Mr Tay Hong Beng, Head of Tax, KPMG in Singapore, says: “Beyond productivity, innovation is vital for Singapore’s sustained growth.

With more Singapore businesses seeking growth overseas, capitalising on regional and international opportunities will require a combination of strong local brands, and increasing leadership in innovation.”

KPMG’s 2014 wishlist focuses on how the Government can help Singapore businesses pursue sustainable growth. In all, the four key themes KPMG hopes to see in Budget 2014 this year are: 1) pursuing a pan-Asian strategy; 2) enhancing productivity through innovation; 3) simplifying incentives and regulations; and 4) inclusive growth.

Tay adds: “With the implementation of the ASEAN Economic Community on the horizon, efforts to position Singapore as an attractive destination for investment must also continue. Renewed measures to build sound business infrastructure remains critical to positioning Singapore as a competitive location for international business.”

Here's more from KPMG:

I: Pursuing a pan-Asian strategy

Mr Tay says: “To enhance its relevance to global businesses, Singapore needs to reposition itself and pursue a pan-Asian strategy. It urgently needs to review its tax treaty network, benchmark its tax incentives and grants to ensure continued relevance.

Identifying and customising support schemes to entrench and grow specialised industry clusters are important. We hope to see decisive measures introduced in this Budget that help differentiate Singapore from its competitors while presenting unique propositions to global businesses.”

II: Enhancing productivity through innovation

The current drive for productivity improvements has been mostly through process and cost efficiency improvements. For sustainable, long term business performance, business investmentsshould focus on adding new value to companies.

“While process and cost review investments improve the efficiency of inputs, investments in value creation measures help drive demand for a firm’s products and services and in turn improve long-term and international competitiveness,” says Mr Tay.

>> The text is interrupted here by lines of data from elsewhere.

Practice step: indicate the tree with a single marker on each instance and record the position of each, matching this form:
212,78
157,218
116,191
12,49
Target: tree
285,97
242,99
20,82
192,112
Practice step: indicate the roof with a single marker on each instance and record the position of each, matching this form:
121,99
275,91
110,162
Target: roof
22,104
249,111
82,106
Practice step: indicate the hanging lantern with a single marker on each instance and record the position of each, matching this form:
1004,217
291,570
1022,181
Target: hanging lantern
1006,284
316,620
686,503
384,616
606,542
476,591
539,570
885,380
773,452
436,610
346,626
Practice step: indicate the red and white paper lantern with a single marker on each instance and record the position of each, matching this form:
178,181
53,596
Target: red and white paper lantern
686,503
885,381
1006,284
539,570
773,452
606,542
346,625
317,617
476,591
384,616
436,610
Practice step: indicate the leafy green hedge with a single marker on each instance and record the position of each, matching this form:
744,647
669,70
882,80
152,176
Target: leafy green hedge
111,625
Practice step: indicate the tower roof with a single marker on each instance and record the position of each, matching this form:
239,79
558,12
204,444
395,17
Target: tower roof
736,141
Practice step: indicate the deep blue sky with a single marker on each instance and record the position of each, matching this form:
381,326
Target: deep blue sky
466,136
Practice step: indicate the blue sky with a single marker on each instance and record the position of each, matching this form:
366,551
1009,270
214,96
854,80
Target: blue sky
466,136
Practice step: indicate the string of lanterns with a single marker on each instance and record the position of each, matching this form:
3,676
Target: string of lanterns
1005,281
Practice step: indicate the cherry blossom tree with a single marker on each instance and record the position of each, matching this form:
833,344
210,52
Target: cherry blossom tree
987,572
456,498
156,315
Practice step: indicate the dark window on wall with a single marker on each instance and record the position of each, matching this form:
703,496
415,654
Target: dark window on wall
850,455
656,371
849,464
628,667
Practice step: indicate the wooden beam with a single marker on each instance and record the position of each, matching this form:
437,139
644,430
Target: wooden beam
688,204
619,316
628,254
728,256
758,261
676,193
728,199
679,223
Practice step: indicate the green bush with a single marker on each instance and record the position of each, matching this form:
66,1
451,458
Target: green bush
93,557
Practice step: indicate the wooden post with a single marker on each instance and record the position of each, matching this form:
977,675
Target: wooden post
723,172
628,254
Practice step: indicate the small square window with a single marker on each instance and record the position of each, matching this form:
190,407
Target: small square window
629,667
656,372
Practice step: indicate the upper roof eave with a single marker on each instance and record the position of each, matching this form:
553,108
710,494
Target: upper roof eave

III. Simplifying incentives and regulations

Boosting Singapore’s international competitiveness continues to remain highly relevant to ensure that Singapore is “top of mind” among investors. With regulatory regimes and business transactions becoming more complex, global and regional businesses appreciate business locations that have less complex business regulations and minimise tax uncertainty.

IV: Inclusive growth

Inclusive growth - to encourage rootedness in individuals, reduce the income gap and recognise new social trends – cannot be neglected.

Mr Tay adds: “In this time and age, it is crucial that we encourage the ‘rootedness’ of Singaporeans. Our suggestions this year include measures both to support the family unit and to encourage individuals to work and excel. We have also included proposals that could form part of the Pioneer Generation Package announced by the Prime Minister at the National Day Rally Speech 2013.”